Un atelier animé par Maud EPEE et Bruno Douay a permis aux adhérents de travailler leur communication en face-à-face via un exercice d’observation et d’analyse du langage non verbal.
🔹 Déroulement
- Phase d’observation : 5 minutes de silence où des binômes se sont observés mutuellement.
- Analyse (sans jugement) :
- Apparence physique (tenue, détails visuels).
- Langage non verbal (posture, gestes, expressions).
- Émotions perçues (ton, énergie, vibrations).
- Image globale renvoyée.
- Retours partagés :
Exemples : « Dynamisme, regard malicieux, tenue décontractée mais chic, confiance, stress intérieur, authenticité, besoin de transmettre, personnalité forte, côté artiste… ».
🔹 Pourquoi travailler le non verbal ?
- On ne contrôle pas ce que les autres pensent de nous, mais on peut agir sur les signaux envoyés.

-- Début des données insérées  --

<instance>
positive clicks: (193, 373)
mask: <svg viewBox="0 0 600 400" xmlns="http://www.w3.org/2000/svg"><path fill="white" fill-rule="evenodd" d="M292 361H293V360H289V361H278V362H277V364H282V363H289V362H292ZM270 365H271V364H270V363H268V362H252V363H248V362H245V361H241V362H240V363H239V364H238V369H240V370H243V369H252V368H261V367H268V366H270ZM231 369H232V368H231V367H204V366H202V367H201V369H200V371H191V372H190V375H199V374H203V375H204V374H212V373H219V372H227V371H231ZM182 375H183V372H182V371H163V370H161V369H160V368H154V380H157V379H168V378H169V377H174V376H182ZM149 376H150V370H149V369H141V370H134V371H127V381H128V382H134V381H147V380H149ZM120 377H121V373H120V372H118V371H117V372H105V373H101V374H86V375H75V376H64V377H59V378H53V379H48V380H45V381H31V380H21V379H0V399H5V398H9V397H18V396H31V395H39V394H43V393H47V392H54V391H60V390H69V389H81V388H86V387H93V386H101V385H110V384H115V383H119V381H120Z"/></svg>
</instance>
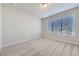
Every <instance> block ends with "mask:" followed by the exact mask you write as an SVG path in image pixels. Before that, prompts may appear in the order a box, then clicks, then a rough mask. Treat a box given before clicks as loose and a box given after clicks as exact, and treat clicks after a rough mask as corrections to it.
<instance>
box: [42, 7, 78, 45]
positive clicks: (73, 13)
mask: <svg viewBox="0 0 79 59" xmlns="http://www.w3.org/2000/svg"><path fill="white" fill-rule="evenodd" d="M69 14H75V33H76V34H75V36H71V35H70V36H69V35H68V36H65V35H62V34H55V33H53V32H50V33H49V32H46V22H48V21H49V20H45V19H44V18H43V19H42V35H43V38H50V39H54V40H59V41H64V42H68V43H74V44H78V45H79V7H76V8H73V9H70V10H67V11H64V12H61V13H58V14H55V15H53V17H56V16H58V17H62V16H65V15H69ZM49 17H50V16H49Z"/></svg>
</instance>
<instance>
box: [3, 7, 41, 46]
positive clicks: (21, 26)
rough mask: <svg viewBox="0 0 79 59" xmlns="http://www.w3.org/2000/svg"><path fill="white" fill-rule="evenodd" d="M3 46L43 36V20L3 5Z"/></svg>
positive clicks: (38, 37)
mask: <svg viewBox="0 0 79 59" xmlns="http://www.w3.org/2000/svg"><path fill="white" fill-rule="evenodd" d="M2 30H3V32H2V47H5V46H9V45H12V44H15V43H19V42H23V41H28V40H31V39H37V38H40V37H41V35H40V34H41V20H39V19H36V18H35V17H33V16H31V15H28V14H26V13H22V12H19V11H17V10H14V9H12V8H9V7H5V6H2Z"/></svg>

- Alignement : Le non verbal permet de rapprocher l’image perçue de l’intention que l’on souhaite transmettre.
- Impact : Selon les études, en communication en face-à-face :
- 7% pour le verbal (mots).
- 38% pour le vocal (ton).
- 55% pour le visuel (langage corporel, apparence).
→ 93% de l’impact du message dépend du non verbal (vocal + visuel).
🔹 Le non verbal visuel : un levier clé
- Éléments clés : Posture, gestes, expressions faciales, regard, tenue vestimentaire, environnement.
- Première impression : Le visuel est prépondérant (55% d’influence).
- Exemples négatifs : Visage fermé, bras croisés, regard fuyant → nervosité, hostilité, désintérêt.
- Exemples positifs : Posture ouverte, dos droit, épaules détendues, regard direct → assurance, transparence.
- En situation de crise :
- Posture droite et légèrement penchée en avant → écoute et engagement.
- Contact visuel → sincérité et contrôle.
🔹 Conclusion
L’alignement entre le verbal et le non verbal rend la communication plus convaincante. Travailler ces signaux permet de maîtriser l’image renvoyée et de mieux transmettre ses intentions.